ONE of the world's biggest agricultural traders, Bunge, is considering further expansion in Australia after splashing more than $60 million building new ports aimed at taking market share from the nation's biggest grains handlers, GrainCorp and CBH Group.
New York-based Bunge chief executive Soren Schroder officially opened its first Australian grain terminal in Bunbury, two hours south of Perth, on Friday. The $40 million terminal is the first competition to hit the nation's biggest grains handler CBH.
In an interview with The Australian Financial Review, Mr Schroder said the company would focus on getting its new terminals running efficiently, which includes one under development in Geelong, before taking "another look" for expansion or acquisition opportunities.
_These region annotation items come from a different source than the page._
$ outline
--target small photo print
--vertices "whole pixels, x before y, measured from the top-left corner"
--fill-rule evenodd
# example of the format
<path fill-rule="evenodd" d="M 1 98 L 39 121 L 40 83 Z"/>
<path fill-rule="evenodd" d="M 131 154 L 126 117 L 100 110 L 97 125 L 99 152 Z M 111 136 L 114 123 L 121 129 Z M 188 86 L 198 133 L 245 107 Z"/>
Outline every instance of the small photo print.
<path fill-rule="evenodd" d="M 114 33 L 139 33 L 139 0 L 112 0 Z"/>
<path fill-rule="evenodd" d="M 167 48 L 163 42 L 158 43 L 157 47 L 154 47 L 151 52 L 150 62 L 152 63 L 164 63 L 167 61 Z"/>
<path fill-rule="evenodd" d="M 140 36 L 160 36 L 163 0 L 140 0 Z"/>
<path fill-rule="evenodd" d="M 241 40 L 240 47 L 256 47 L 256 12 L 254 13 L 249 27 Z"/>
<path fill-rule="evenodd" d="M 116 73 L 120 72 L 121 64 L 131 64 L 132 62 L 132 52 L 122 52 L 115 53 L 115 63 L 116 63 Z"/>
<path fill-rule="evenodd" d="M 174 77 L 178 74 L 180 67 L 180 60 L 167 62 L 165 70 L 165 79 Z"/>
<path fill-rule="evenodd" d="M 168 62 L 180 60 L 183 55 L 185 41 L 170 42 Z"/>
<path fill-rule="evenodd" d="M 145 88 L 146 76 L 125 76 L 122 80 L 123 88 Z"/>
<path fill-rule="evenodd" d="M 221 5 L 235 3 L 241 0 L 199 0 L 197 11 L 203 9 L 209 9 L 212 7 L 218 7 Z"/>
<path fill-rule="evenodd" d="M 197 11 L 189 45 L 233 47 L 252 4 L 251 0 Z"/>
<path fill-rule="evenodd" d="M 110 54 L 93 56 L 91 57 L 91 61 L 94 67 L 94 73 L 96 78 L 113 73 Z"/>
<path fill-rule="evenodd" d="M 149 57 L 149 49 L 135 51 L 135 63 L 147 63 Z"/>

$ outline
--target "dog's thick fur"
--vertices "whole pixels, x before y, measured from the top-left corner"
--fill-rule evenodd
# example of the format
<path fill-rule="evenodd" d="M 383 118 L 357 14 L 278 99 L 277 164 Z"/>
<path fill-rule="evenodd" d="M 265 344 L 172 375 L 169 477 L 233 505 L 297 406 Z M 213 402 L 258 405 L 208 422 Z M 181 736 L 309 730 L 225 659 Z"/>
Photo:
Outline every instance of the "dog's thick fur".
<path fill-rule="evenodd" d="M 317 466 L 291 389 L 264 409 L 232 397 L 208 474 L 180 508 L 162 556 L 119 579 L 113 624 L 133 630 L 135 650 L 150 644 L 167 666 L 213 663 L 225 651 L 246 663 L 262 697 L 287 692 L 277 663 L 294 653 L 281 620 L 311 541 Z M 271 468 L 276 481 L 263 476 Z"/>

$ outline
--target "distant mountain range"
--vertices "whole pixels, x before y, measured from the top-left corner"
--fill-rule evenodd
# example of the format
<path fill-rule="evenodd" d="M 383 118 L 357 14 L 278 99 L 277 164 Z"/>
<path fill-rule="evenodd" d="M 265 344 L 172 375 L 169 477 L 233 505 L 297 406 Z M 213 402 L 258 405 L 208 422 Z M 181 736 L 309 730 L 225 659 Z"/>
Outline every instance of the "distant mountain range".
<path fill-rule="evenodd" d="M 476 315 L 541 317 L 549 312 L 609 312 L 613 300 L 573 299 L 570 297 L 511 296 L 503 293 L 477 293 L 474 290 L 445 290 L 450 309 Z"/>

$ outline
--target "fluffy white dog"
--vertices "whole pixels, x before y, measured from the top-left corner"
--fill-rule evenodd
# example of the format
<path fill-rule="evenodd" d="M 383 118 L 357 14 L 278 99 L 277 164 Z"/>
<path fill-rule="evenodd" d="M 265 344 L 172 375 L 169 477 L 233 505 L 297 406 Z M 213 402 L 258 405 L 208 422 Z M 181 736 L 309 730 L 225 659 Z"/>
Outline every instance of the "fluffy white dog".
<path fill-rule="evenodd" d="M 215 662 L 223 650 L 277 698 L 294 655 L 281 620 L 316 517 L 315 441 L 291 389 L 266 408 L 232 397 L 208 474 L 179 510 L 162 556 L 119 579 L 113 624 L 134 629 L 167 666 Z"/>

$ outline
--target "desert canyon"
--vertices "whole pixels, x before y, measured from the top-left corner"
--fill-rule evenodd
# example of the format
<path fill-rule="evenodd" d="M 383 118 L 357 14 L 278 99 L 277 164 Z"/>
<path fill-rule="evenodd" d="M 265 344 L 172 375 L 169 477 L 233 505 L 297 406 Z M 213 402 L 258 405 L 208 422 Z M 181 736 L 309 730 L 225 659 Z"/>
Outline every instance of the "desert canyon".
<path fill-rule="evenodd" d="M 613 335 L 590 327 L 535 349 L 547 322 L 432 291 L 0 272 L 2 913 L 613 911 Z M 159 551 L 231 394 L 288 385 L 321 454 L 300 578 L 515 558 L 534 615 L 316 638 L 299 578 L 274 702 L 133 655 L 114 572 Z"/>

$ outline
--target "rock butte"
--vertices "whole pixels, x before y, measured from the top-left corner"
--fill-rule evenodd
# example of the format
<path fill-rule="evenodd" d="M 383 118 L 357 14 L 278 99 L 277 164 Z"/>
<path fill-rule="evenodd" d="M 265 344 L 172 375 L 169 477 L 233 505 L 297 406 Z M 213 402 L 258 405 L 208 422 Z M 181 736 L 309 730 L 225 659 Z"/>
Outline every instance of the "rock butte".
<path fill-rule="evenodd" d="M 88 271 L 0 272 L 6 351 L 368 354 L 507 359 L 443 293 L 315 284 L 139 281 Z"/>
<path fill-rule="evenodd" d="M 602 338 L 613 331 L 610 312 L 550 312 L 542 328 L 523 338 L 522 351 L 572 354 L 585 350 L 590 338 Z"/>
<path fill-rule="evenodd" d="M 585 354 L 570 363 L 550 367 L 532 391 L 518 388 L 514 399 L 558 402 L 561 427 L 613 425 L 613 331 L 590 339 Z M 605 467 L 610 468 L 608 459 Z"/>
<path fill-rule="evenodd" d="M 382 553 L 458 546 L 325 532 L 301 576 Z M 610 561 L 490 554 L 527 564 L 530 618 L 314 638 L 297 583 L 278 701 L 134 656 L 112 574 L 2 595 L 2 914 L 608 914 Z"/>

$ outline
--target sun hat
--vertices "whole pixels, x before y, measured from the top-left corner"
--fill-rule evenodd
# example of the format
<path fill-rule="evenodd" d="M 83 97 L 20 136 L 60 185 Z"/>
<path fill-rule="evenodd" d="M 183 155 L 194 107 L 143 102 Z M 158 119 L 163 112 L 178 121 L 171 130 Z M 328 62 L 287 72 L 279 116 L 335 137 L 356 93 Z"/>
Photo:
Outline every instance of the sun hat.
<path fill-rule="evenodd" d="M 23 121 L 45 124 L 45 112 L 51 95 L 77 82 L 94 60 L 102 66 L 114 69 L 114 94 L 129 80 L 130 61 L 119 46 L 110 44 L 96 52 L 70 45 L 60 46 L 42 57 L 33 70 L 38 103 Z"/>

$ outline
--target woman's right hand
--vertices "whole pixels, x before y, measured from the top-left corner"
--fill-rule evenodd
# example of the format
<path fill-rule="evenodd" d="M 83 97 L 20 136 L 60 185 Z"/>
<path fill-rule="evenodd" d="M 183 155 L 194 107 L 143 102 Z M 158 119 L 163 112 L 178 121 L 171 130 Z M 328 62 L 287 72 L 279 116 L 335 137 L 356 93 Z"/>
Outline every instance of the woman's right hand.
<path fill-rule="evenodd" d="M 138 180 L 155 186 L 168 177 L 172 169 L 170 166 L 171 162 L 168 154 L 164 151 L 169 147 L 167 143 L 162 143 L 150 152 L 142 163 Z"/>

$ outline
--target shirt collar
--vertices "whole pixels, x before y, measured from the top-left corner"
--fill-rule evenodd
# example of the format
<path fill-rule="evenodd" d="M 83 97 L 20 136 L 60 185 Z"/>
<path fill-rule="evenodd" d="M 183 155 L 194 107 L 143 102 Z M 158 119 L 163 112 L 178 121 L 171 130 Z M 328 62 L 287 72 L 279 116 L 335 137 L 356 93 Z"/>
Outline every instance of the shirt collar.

"We will spend the next year or two getting them up to capacity and then we will have another look [at expansion opportunities]," Mr Schroder said.
Asked whether a decision last year by treasurer Joe Hockey to block Archer Daniels Midland's planned takeover of GrainCorp had increased sovereign risk he said "no".
Bunge, the 'B' in the ABCD moniker used to describe global agricultural trading titans (that also include Archer Daniels Midland, Cargill and Louis Dreyfus), is chasing processing assets to increase its global returns from wheat, barley and oilseed trading.
About 22 per cent of Bunge's earnings come from "valued added" assets. Mr Schroder wants to boost this to 30 per cent to 35 per cent.
He is eyeing flour or corn milling assets and oil seed processing businesses, which convert oilseeds in to fats and oils.
"We are deliberately moving down the value chain, specifically in grain and oilseeds," Mr Schroder said.
Some critics are sceptical Bunge - 10 times the market size of GrainCorp - can make good returns from its port infrastructure and argue it's using deep pockets to control the supply chain in a bid to own more of the nation's grain.
New terminals are being built across the country but typically involve a group of agricultural traders backing the development. Bunge however has gone it alone. New port terminals are opening even though existing infrastructure on the east and west coasts can handle more than double the average winter harvest.
"We have done the math and we believe we can get a reasonable return on this [Bunbury terminal] while still providing farmers a better outlet," Mr Schroder said.
Mr Schroder said some farmers, particularly those close to the terminal, would enjoy better returns than "traditional outlets".
Mr Schroder said there was more demand from customers in the five to six months after winter crop was harvested.
"To calculate capacity on an average annual basis is probably not the right way to do it," he said.
He said the port facilities would run at 80 per cent to 90 per cent capacity for half the year and "maybe at 60 per cent for the rest".
"That's how it happens across the world," Mr Schroder said.
Global agricultural players are increasingly expanding to Australia to diversify geographical risk and because of its close proximity to Asia, where demand for food is surging.
Mr Schroder said Australian farmers should feel "very encouraged" by the outlook.